AAPT turns to VoIP for SME cash

AAPT aims to more than double the revenue it derives from small businesses with a new product that uses VoIP to undercut competitors' line rental charges the weapon it believes will see new customers storm its doors in the new financial year.

Business Connect, as the new offering is known, will see line rentals fall as low as AU$20 for business customers. That drop, says the company's general manager for business marketing Mark Frederikson, is expected to make the product a magnet for new SME customers.

"We expect AU$102 million in revenue from SMEs this financial year," he said. "That's up from AU$50 million last financial year." The company's confidence this target is achievable comes from the accuracy of its previous forecasts: the AU$50 million figure was projected last financial year, a period during which the carrier doubled the size of its SME customer base, more than doubled the number of those customers buying bundled services and halved its churn rate.

Optimism about the product also comes from executives' belief that the company feels it is genuinely first to market with the Business Connect offering.

"In the past AAPT has been a follower," said VoIP solutions manager Steve McGrory. "But we believe we are first to market with this kind of solution.
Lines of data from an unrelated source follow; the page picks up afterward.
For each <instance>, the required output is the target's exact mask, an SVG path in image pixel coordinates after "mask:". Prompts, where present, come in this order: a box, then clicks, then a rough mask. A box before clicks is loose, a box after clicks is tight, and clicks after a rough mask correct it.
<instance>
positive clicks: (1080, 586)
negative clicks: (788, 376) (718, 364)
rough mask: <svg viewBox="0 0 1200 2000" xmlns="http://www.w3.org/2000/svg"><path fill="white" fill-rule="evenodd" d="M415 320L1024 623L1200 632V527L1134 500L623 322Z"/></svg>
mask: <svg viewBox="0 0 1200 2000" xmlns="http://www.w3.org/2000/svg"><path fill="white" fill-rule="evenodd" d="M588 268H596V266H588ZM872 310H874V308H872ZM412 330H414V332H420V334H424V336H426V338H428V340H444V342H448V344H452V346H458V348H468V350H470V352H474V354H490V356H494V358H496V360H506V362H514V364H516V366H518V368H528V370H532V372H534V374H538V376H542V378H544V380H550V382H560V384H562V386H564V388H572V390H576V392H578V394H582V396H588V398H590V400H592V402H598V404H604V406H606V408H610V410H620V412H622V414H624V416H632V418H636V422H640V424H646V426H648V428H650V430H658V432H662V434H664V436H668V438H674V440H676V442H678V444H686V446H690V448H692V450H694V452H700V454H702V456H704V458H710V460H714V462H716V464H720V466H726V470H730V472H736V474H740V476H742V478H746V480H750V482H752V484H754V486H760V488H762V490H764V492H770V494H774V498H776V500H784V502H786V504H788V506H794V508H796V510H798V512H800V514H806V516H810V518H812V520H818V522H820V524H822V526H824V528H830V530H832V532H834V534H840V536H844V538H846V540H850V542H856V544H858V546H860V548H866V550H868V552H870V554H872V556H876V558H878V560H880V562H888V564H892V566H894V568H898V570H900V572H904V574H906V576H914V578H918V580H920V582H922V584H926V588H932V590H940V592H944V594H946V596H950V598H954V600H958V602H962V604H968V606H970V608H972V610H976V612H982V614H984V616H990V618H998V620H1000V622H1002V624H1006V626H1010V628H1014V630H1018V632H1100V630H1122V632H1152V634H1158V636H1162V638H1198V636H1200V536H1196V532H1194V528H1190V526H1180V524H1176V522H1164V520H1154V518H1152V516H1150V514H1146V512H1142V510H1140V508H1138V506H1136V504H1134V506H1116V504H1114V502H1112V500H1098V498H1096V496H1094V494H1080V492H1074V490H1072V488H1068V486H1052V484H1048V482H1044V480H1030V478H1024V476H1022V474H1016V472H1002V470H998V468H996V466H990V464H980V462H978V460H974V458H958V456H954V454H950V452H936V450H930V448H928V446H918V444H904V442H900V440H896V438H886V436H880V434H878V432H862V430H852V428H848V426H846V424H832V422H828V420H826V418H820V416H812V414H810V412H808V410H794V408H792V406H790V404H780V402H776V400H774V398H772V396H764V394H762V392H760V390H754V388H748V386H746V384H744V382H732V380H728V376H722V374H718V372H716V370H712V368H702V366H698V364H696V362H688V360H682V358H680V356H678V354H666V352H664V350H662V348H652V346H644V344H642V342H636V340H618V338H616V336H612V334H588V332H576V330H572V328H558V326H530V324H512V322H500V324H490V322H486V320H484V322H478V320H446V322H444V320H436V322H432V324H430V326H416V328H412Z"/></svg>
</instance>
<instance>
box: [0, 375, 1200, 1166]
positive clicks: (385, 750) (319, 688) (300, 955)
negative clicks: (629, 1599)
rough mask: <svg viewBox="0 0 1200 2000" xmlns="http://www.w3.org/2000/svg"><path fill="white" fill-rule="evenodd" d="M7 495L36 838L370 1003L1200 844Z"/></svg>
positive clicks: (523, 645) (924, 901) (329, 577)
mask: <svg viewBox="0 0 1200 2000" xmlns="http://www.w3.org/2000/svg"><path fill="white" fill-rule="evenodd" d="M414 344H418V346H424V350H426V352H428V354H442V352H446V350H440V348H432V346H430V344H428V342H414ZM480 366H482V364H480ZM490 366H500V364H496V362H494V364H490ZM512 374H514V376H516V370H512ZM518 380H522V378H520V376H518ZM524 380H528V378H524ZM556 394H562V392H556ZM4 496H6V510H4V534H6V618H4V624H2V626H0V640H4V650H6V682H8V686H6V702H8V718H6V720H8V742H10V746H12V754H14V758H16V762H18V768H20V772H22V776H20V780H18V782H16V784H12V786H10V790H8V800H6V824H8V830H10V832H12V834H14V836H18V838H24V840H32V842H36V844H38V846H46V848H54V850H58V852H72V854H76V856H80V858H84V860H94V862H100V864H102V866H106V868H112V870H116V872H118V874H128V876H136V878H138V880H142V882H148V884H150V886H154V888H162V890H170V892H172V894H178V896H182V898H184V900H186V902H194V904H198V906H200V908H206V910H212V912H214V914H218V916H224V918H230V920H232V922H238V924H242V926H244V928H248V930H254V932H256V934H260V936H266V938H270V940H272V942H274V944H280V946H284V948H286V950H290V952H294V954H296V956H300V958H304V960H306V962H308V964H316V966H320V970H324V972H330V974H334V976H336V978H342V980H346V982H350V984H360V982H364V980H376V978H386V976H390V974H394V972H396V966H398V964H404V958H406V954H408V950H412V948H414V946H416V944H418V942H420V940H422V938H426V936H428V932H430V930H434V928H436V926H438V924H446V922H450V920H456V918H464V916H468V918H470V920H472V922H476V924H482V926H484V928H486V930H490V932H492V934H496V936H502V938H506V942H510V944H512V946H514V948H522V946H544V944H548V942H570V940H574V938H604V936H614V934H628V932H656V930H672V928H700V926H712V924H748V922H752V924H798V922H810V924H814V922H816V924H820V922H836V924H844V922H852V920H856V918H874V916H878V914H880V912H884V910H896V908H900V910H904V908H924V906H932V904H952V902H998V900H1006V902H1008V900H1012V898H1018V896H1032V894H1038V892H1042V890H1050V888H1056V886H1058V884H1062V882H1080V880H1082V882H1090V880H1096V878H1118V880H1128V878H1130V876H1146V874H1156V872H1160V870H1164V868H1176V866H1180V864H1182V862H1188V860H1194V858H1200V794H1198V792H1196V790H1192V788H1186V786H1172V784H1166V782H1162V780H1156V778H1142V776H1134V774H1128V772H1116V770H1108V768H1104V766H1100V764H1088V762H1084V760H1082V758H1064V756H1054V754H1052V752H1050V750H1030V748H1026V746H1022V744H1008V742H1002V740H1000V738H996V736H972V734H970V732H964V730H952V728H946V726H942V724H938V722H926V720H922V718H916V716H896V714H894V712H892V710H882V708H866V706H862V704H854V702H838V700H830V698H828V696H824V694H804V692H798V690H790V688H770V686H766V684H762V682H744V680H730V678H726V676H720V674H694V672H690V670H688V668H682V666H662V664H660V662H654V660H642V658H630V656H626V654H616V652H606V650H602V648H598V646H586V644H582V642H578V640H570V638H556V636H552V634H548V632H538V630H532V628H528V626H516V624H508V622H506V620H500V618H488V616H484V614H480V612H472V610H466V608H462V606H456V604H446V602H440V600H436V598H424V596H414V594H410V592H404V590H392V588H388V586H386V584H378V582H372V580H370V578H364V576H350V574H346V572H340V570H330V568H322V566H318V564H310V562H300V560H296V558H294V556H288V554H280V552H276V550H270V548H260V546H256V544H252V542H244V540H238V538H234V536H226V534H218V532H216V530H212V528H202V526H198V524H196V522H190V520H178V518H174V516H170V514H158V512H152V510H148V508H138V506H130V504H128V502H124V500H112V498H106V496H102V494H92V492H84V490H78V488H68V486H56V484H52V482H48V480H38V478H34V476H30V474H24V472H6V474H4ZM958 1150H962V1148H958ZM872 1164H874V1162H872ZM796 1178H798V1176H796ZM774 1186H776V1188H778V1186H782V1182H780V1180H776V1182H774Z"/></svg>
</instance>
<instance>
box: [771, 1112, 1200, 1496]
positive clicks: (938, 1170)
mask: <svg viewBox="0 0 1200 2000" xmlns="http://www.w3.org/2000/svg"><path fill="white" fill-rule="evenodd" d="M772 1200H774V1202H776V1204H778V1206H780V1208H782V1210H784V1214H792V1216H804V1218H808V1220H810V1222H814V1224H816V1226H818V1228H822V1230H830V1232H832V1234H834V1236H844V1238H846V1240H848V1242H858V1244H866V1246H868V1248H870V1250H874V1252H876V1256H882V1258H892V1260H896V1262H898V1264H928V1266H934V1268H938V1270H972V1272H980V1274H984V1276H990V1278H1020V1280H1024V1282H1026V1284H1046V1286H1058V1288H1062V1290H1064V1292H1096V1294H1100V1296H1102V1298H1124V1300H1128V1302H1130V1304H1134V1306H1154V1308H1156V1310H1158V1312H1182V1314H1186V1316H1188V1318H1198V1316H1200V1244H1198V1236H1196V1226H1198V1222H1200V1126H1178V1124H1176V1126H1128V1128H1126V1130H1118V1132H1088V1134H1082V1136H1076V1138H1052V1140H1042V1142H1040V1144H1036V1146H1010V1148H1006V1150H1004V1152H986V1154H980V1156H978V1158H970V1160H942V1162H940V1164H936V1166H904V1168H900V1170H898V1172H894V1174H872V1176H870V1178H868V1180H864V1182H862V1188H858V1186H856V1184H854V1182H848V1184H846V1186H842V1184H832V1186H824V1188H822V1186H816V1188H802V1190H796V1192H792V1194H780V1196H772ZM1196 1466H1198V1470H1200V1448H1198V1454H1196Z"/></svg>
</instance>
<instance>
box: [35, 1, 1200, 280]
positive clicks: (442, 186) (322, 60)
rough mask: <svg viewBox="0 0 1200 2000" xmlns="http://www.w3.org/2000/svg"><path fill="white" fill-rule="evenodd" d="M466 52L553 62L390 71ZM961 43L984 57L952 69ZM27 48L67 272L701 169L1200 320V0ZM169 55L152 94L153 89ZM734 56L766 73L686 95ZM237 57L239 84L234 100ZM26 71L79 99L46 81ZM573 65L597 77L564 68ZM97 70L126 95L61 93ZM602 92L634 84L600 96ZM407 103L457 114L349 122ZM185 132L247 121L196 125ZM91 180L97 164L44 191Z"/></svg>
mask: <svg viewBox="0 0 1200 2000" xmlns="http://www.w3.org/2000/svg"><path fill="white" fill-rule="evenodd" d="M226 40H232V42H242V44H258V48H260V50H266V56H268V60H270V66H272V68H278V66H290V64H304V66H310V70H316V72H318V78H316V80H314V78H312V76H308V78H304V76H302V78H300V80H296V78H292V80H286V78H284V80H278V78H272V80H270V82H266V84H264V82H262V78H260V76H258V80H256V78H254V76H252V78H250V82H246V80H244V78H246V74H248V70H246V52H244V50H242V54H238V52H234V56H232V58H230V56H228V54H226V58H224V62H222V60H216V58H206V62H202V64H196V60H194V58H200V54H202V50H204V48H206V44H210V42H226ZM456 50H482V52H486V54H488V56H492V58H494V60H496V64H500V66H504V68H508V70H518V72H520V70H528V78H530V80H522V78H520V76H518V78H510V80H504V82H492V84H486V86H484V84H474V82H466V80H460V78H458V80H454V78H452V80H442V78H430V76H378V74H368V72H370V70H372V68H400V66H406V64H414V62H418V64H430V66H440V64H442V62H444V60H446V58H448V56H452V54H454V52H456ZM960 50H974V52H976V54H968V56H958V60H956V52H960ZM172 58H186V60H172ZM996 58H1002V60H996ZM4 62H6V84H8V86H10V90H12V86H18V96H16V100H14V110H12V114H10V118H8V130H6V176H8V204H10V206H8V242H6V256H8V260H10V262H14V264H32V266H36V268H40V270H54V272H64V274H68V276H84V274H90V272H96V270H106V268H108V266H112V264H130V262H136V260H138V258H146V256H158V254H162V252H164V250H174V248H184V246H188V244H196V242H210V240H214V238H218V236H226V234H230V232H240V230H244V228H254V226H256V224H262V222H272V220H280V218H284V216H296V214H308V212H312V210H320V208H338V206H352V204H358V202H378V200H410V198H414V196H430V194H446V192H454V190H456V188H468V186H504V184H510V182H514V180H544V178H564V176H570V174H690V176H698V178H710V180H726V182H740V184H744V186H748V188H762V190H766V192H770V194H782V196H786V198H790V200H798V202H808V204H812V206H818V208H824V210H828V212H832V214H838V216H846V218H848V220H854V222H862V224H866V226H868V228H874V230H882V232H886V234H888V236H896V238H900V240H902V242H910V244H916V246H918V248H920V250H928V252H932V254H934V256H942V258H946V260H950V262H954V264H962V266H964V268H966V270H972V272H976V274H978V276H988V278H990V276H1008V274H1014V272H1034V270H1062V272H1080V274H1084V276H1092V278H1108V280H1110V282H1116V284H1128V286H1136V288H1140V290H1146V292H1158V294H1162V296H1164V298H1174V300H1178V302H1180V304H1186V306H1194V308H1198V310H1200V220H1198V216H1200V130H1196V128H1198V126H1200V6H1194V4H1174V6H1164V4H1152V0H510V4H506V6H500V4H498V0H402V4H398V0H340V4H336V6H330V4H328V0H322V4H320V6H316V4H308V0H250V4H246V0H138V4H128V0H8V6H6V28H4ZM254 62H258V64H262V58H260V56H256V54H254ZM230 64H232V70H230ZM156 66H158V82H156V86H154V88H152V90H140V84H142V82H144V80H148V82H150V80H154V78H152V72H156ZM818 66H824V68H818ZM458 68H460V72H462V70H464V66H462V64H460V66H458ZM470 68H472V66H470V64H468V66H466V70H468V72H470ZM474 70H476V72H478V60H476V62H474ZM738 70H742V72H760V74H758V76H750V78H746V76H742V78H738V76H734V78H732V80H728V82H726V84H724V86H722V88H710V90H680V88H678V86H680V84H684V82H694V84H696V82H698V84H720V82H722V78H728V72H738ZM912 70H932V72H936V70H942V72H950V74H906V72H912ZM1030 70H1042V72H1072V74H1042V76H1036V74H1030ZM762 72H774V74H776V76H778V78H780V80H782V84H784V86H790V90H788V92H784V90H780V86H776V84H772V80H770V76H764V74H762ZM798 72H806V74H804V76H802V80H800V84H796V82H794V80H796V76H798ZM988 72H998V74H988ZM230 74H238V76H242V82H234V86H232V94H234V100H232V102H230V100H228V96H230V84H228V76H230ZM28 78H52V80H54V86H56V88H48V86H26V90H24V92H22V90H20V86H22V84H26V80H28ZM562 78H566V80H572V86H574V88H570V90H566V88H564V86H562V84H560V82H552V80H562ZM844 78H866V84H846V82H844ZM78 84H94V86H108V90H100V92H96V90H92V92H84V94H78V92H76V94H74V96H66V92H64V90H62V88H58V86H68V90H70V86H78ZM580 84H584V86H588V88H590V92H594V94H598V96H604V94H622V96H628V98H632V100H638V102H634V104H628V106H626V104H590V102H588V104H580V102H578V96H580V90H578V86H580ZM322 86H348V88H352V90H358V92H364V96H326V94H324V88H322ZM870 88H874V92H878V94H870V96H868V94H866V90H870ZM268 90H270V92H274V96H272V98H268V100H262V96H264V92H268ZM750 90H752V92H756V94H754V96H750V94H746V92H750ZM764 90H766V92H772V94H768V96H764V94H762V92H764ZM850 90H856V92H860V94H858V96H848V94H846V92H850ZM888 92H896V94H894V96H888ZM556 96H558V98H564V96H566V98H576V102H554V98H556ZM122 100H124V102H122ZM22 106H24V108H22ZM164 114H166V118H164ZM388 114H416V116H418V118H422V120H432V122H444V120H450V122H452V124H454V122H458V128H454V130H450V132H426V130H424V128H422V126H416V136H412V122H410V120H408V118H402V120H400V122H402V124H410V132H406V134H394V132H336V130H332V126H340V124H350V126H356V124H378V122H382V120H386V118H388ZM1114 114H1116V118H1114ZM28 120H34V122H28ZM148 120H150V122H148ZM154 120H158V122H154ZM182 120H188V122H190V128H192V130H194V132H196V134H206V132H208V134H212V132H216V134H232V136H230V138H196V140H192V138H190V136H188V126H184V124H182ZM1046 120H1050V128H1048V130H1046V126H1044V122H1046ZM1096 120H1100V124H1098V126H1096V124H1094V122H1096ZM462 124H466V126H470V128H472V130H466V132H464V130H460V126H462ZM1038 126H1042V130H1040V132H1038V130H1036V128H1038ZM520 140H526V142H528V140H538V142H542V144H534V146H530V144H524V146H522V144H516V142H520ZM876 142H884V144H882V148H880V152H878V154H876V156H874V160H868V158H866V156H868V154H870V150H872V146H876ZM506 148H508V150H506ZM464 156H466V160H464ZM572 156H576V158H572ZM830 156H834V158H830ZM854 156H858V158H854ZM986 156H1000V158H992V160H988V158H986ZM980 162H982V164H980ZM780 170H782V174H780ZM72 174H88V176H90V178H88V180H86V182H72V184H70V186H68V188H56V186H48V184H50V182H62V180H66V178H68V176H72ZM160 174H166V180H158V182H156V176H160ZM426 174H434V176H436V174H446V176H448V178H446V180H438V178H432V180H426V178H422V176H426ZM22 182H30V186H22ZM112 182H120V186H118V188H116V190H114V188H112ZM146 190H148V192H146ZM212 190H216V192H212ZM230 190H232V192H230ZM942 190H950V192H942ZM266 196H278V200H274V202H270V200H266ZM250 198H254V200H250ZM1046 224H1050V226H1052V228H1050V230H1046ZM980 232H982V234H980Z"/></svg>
Customers are telling us they cannot see another carrier offering this kind of product at this price."

VoIP will not be emphasised in marketing, however. AAPT's research suggests that SMEs are aware of the technology but are wary of the capital and operational costs associated with making a move from conventional telephony to VoIP. The company will instead emphasise lower cost and greater features, these benefits arriving courtesy of a router and analogue telephony adapters installed alongside existing PABX or other telephony equipment. The addition of these devices allows calls to be routed through AAPT's private IP network, while calls to PSTN numbers travel over AAPT's conventional networks for as long as possible to enable reduced tolling for other calls. Internet access can be added to the product, as can an IP VPN.

Installation will be performed by third parties as part of a provisioning service for which the company allows 25 business days, the lengthy wait attributed in part to complications surrounding number porting.

Other services to be offered with the product include Voice Mail to E-Mail and Simultaneous Ring, a system whereby an end-user's landline and mobile will ring simultaneously.

The company currently has 10 sales people from its SME team promoting the product, and has secured five customers. Only one is live, but the carrier says it is ready for full-scale promotion of the product and any demand that follows.

"I'm so confident about this product and its potential to acquire customers that I'm happy to muck in with the sales team" Frederikson concluded. "Business Connect is what will grow our SME business this financial year," a statement underlined by the fact the company has also greatly simplified its product lines. "Last year we had something like 80 calling plans," McGrory said. "Now we have 10."